Patryk Piekarski created SPARK-40232:
----------------------------------------

             Summary: KMeans: high variability in results despite high initSteps parameter value
                 Key: SPARK-40232
                 URL: https://issues.apache.org/jira/browse/SPARK-40232
             Project: Spark
          Issue Type: Bug
          Components: ML, PySpark
    Affects Versions: 3.3.0
            Reporter: Patryk Piekarski
         Attachments: sample_data.csv

I'm running KMeans on a sample dataset using PySpark. I want the results to be fairly stable, so I play with the _initSteps_ parameter. My understanding is that the higher the number of steps for k-means|| initialization mode, the higher the number of iterations the algorithm runs and in the end selects the best model out of all iterations. And that's the behavior I observe when running sklearn implementation with _n_init_ >= 10. However, when running PySpark implementation, regardless of the number of partitions of underlying data frame (tested on 1, 4, 8 number of partitions), even when setting _initSteps_ to 10, 50, or let's say 500, the results I get with different seeds are different and trainingCost value I observe is sometimes far from the lowest.

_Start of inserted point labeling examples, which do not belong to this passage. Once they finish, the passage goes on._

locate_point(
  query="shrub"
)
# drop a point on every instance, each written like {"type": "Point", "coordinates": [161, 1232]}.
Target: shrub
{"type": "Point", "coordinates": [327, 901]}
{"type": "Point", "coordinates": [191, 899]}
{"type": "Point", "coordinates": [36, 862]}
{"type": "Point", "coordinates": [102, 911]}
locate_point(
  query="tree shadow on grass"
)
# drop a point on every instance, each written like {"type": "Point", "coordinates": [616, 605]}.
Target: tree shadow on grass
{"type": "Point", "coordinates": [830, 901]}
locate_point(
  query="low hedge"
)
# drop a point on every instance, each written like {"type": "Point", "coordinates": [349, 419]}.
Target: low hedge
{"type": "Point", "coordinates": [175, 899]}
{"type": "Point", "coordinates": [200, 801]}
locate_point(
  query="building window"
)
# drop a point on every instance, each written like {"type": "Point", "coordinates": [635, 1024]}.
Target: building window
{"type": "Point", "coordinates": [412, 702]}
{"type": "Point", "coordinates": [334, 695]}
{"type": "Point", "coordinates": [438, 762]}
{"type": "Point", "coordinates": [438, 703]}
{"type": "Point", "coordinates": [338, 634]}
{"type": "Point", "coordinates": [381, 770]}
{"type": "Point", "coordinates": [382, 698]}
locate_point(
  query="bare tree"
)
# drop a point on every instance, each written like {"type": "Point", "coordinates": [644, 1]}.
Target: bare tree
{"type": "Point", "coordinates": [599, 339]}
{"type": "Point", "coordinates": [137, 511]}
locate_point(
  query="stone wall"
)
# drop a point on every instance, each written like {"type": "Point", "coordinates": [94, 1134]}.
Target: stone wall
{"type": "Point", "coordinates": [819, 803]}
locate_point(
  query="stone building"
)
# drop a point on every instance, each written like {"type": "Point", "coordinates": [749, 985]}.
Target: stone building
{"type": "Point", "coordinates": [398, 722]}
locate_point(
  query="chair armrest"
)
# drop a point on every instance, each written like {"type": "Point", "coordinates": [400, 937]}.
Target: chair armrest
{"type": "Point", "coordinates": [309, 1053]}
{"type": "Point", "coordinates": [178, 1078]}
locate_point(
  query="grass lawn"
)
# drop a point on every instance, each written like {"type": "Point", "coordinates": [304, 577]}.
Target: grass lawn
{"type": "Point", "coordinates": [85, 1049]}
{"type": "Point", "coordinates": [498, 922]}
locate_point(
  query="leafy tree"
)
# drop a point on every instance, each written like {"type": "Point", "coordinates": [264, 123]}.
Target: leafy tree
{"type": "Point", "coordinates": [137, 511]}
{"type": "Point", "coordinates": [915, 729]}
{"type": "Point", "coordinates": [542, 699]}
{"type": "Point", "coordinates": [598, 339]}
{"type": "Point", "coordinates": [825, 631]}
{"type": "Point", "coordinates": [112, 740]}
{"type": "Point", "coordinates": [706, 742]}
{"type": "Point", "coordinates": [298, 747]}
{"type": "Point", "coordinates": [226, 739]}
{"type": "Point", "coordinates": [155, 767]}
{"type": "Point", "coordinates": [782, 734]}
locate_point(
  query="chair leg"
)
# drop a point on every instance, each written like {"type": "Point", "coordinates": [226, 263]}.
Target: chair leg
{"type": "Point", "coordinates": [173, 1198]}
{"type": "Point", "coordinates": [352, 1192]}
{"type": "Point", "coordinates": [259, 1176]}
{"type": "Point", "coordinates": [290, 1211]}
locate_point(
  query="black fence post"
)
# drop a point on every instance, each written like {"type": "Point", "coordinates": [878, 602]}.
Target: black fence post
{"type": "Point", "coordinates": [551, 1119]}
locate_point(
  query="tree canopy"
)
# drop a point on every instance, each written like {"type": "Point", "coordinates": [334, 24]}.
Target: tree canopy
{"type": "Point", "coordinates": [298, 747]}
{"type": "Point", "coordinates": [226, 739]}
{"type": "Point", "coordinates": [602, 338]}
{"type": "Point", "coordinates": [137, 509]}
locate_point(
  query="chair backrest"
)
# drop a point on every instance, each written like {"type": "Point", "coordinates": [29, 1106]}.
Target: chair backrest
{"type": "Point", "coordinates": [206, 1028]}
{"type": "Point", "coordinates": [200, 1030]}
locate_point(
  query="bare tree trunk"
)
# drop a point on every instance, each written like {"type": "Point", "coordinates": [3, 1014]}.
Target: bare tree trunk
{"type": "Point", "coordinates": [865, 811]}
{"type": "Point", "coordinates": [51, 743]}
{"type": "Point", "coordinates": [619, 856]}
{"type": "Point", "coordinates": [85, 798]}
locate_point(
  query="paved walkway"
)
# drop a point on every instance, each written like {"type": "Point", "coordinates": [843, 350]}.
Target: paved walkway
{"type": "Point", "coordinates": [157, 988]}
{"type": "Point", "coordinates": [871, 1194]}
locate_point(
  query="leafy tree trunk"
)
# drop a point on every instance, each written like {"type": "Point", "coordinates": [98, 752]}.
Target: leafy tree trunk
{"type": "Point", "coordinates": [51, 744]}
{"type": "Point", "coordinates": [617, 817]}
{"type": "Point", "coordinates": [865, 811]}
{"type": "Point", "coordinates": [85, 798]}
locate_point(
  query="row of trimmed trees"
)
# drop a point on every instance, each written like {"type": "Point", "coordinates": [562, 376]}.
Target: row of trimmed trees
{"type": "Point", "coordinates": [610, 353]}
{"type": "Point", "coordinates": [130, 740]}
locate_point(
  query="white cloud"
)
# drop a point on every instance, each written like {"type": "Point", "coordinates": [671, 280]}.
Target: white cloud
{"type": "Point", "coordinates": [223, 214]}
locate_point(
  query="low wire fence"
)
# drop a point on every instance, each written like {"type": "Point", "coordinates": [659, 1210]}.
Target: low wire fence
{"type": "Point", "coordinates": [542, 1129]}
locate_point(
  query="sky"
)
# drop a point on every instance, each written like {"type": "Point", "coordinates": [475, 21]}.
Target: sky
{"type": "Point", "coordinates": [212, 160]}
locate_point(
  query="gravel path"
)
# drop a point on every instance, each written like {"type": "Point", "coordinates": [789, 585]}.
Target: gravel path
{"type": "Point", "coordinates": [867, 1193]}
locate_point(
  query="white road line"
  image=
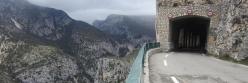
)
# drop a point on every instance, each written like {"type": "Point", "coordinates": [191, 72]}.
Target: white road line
{"type": "Point", "coordinates": [166, 56]}
{"type": "Point", "coordinates": [174, 79]}
{"type": "Point", "coordinates": [165, 63]}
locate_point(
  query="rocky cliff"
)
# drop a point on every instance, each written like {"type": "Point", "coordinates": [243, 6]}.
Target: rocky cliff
{"type": "Point", "coordinates": [230, 36]}
{"type": "Point", "coordinates": [44, 45]}
{"type": "Point", "coordinates": [130, 31]}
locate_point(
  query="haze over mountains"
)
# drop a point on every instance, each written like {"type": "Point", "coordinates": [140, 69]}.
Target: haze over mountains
{"type": "Point", "coordinates": [44, 45]}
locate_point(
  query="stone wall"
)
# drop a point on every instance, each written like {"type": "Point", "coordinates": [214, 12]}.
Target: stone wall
{"type": "Point", "coordinates": [228, 26]}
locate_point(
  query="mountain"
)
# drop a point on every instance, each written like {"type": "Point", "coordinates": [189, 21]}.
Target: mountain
{"type": "Point", "coordinates": [128, 30]}
{"type": "Point", "coordinates": [45, 45]}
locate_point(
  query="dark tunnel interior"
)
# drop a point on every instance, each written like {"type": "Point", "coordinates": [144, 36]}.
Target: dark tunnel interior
{"type": "Point", "coordinates": [189, 33]}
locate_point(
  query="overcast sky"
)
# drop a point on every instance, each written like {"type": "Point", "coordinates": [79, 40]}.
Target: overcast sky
{"type": "Point", "coordinates": [90, 10]}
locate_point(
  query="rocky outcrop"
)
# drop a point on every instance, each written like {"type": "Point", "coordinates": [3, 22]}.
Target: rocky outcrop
{"type": "Point", "coordinates": [228, 27]}
{"type": "Point", "coordinates": [232, 31]}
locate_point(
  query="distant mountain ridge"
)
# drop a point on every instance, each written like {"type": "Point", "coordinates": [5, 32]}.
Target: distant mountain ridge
{"type": "Point", "coordinates": [129, 30]}
{"type": "Point", "coordinates": [44, 45]}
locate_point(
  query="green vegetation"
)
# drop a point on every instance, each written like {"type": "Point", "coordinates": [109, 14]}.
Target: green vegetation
{"type": "Point", "coordinates": [228, 58]}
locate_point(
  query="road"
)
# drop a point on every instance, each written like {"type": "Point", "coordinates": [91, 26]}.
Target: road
{"type": "Point", "coordinates": [194, 68]}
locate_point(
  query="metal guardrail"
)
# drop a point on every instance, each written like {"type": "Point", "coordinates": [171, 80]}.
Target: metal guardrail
{"type": "Point", "coordinates": [136, 72]}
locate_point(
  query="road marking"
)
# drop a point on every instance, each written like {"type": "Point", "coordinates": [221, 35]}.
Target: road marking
{"type": "Point", "coordinates": [165, 63]}
{"type": "Point", "coordinates": [174, 79]}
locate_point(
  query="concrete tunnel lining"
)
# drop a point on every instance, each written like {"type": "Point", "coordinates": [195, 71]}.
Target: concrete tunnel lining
{"type": "Point", "coordinates": [189, 33]}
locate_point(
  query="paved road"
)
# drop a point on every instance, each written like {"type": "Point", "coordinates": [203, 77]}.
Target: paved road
{"type": "Point", "coordinates": [194, 68]}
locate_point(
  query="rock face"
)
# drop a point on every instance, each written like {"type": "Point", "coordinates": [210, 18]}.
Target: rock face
{"type": "Point", "coordinates": [131, 31]}
{"type": "Point", "coordinates": [44, 45]}
{"type": "Point", "coordinates": [228, 27]}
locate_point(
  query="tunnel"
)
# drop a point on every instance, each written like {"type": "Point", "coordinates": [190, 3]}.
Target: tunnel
{"type": "Point", "coordinates": [189, 33]}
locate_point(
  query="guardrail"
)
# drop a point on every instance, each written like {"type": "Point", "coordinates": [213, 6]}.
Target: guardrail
{"type": "Point", "coordinates": [136, 72]}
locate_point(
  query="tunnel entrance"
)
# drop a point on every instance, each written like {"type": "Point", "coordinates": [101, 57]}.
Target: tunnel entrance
{"type": "Point", "coordinates": [189, 33]}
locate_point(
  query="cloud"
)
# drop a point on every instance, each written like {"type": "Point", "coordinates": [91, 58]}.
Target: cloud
{"type": "Point", "coordinates": [90, 10]}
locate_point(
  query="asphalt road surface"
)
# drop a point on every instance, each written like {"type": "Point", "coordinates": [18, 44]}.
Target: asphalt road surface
{"type": "Point", "coordinates": [194, 68]}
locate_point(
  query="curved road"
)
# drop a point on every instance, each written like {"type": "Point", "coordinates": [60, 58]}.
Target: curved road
{"type": "Point", "coordinates": [194, 68]}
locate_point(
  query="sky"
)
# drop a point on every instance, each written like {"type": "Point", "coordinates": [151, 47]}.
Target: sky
{"type": "Point", "coordinates": [90, 10]}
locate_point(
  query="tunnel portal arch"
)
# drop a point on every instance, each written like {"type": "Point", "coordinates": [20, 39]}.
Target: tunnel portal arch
{"type": "Point", "coordinates": [205, 13]}
{"type": "Point", "coordinates": [189, 33]}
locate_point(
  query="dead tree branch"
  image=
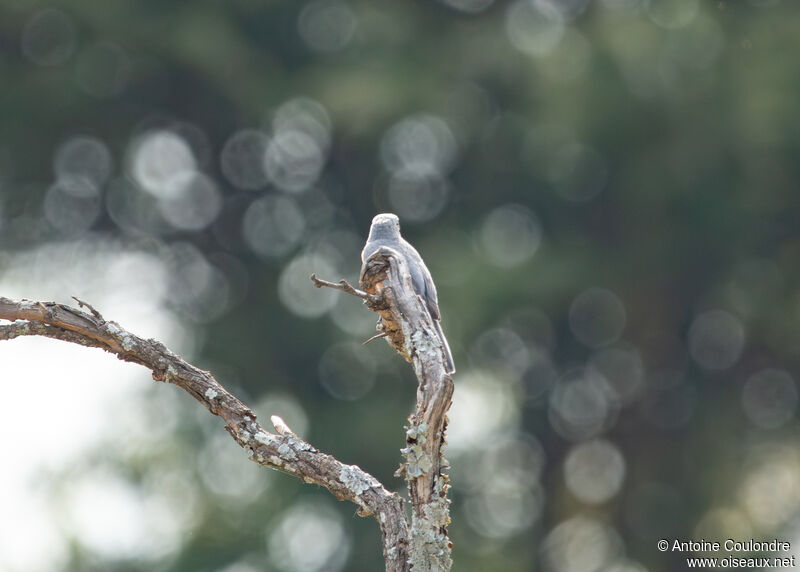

As a workaround, to force the algorithm to iterate and select the best model I used a loop with dynamic seed.

SKlearn in each iteration gets the trainingCost near 276655.

PySpark implementation of KMeans gets there in the 2nd, 5th and 6th iteration, but all the remaining iterations yield higher values.

Does the _initSteps_ parameter work as expected? Because my findings suggest that something might be off here.

Let me know where I could upload this sample dataset (2MB)

 
{code:java}
import pandas as pd
from sklearn.cluster import KMeans as KMeansSKlearn
df = pd.read_csv('sample_data.csv')

minimum = 99999999
for i in range(1,10):
    kmeans = KMeansSKlearn(init="k-means++", n_clusters=5, n_init=10, random_state=i)
    model = kmeans.fit(df)
    print(f'Sklearn iteration {i}: {round(model.inertia_)}')from pyspark.sql 

import SparkSession
spark= SparkSession.builder \
    .appName("kmeans-test") \
    .config('spark.driver.memory', '2g') \
    .master("local[2]") \
    .getOrCreate()df1 = spark.createDataFrame(df)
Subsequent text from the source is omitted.